Al otro lado del Atlántico, mientras la idea del Tour iba cobrando forma, un ciclista de Indianapolis asombraba a propios y extraños. Su nombre: Marshall Taylor. Un ciclista con una capacidad extraordinaria a la hora de dar pedales. Capaz, a la temprana edad de 15 años, de batirse frente a frente con ciclistas más experimentados y mejor preparados. Marshall tenía tal nivel que fue capaz de ganar la mitad de carreras en las que participó, logrando siete records del mundo y se proclamó Campeón del Mundo de la Milla en 1899.  Una cifra nos puede ayudar a hacernos una imagen del impacto de este deportista: 30.000$ anuales de ingresos. Una fortuna para la época. Más sorprendente resulta al descubrir que se trata de un deportista afroamericano, en unos años en los que la segregación racial determinaba la organización social y económica de los Estados Unidos.

La carrera ciclista de “Major” Taylor no fue un camino de rosas ya que tuvo que hacer frente a la discriminación racial. Esta discriminación no fue la nota predominante entre sus compañeros de pelotón, sino que era evidente entre los aficionados. Taylor tenía serios problemas a la hora de competir en los Estados del Sur, tanto que en ocasiones los aficionados boicoteaban la carrera para impedir su victoria o, simplemente, no daban validez a los resultados de Marshall por ser afroamericano. Era tal el grado de presión a la que se veía sometido que optó por marcharse al viejo continente a competir, en donde disputaba todo tipo de carreras, excepto los domingos. Día en el que por prescripción de su religión baptista le estaba prohibido competir.

Durante su estancia en Europa Taylor no deja de vencer carreras, ni en sus visitas a países como Australia, Nueva Zelanda y en su vuelta a Estados Unidos. La primera década del siglo XX está dominada por completa por este ciclista de potencia sin igual hasta su retirada en 1910. Sin embargo, con su vuelta a la normalidad en sus Estados Unidos natal Taylor no pudo vencer a su mayor enemigo: la segregación racial. Ni él, ni otro de los grandes iconos del siglo como Jesse Owens pudo un par de décadas más tarde.
Recordemos que Jesse Owens se nos ha presentado a lo largo de la historia como el atleta que, ante la mirada de Hitler, rebatía de forma fehaciente el pilar sobre el que se sustenta la ideología nazi: la supremacía de la raza aria. Los Juegos Olímpicos de Berlín de 1936, de los que Hitler quería hacer un altavoz de su propaganda nazi, encumbraron la figura del atleta norteamericano al lograr cuatro medallas de oro y salir aclamado del Estadio Olímpico de Berlín. La figura de Jesse Owens fue utilizada por el gobierno norteamericano como  imagen de resistencia al nazismo.
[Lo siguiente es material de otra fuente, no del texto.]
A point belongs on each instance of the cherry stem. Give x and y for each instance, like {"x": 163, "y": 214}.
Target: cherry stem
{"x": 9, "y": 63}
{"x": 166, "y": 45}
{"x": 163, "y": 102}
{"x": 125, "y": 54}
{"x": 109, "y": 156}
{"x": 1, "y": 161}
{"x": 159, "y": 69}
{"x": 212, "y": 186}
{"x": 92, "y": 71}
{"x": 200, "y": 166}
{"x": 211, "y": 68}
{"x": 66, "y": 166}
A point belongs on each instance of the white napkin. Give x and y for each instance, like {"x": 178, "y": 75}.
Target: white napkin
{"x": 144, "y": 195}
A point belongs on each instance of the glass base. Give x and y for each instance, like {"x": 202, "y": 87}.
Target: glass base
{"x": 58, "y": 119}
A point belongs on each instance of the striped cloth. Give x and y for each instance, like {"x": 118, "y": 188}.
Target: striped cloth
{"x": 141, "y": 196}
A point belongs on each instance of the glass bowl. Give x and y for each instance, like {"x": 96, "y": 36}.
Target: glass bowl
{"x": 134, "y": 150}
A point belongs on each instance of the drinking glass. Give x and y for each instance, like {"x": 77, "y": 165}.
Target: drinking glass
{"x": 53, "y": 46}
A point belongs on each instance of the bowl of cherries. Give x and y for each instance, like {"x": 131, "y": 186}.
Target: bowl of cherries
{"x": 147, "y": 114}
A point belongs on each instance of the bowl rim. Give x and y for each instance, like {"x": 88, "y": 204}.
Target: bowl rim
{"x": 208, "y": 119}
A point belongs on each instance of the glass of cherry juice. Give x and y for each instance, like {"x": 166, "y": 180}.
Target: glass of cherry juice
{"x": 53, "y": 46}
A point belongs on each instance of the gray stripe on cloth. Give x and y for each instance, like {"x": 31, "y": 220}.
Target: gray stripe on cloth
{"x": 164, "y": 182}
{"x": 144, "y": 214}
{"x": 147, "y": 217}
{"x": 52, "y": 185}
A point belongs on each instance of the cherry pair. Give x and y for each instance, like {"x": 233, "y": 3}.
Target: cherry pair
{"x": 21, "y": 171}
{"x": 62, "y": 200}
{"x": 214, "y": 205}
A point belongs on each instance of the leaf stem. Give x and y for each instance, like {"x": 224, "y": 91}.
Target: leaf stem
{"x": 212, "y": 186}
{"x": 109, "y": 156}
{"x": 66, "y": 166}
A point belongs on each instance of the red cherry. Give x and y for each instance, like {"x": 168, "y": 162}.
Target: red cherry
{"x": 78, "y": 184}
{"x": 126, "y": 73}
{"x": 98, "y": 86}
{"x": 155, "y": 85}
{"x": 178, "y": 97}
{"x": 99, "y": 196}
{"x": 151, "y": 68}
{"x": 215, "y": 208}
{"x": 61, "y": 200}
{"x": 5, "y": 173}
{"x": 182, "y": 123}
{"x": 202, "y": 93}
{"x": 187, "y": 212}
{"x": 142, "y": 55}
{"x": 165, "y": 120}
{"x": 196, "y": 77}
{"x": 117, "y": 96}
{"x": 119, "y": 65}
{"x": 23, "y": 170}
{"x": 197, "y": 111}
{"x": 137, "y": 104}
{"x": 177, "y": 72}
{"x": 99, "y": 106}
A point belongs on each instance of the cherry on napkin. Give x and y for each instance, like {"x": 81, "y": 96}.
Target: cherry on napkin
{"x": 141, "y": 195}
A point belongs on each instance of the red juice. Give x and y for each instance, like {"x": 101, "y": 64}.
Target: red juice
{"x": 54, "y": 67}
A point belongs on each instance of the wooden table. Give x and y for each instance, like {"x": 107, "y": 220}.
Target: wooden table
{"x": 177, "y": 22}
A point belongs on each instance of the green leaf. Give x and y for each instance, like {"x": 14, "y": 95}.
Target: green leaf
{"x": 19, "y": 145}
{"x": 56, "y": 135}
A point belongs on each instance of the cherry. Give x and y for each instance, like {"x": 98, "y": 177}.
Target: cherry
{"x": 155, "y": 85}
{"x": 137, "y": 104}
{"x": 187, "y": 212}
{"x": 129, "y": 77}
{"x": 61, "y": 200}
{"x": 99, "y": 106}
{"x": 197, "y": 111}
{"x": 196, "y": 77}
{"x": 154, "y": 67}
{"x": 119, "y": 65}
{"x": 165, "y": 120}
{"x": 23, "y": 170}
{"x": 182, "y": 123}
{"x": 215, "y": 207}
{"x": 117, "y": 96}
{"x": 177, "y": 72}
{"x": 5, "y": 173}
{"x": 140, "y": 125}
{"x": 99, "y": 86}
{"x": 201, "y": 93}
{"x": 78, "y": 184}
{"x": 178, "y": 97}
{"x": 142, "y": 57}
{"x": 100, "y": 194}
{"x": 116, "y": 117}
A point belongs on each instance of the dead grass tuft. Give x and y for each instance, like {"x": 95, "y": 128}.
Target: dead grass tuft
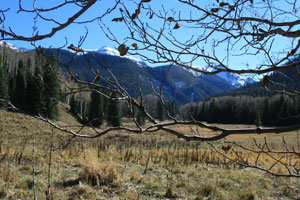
{"x": 99, "y": 173}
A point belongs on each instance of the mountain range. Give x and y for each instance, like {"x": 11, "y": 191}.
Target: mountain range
{"x": 134, "y": 74}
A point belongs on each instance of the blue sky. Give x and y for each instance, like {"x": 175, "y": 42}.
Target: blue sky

Pero la historia ha demostrado que no es oro todo lo que reluce. Jesse Owens durante su estancia en Berlín, no era considerado un ciudadano debido a la Ley de Ciudadanía del Reich, aprobada un año antes, que excluía de la condición de ciudadanos alemanes a los judíos y considerando como razas inferiores a los afroamericanos, gitanos y eslavos. Esta Ley fue, “suspendida” durante la celebración de los Juegos para atraer la participación de atletas extranjeros.

Resulta paradójico, que Owens gozase de más derechos como ciudadano durante su estancia en Berlín de los que podía hacer uso en su Estados Unidos natal que le había presentado como un héroe nacional. Al volver a Estados Unidos Owens siguió trabajando como botones en el hotel Astoria de Nueva York y, como el cita en su biografía “Cuando volvía a mis país natal, después de todas esas historias sobre Hitler, no pude viajar en la parte delantera del autobús. Volvía a la puerta de atrás. No podía vivir donde quería…”



Sorprendente que, los mejores atletas a nivel internacional de principios de siglo de los Estados Unidos, ambos de origen afroamericano lejos de gozar del estatus de estrella y de reconocimiento social de las figuras deportivas del presente tuvieran que enfrentarse a la cruda realidad de una discriminación racial que, si bien dañaba su dignidad, les daba alas para volar en busca de su libertad.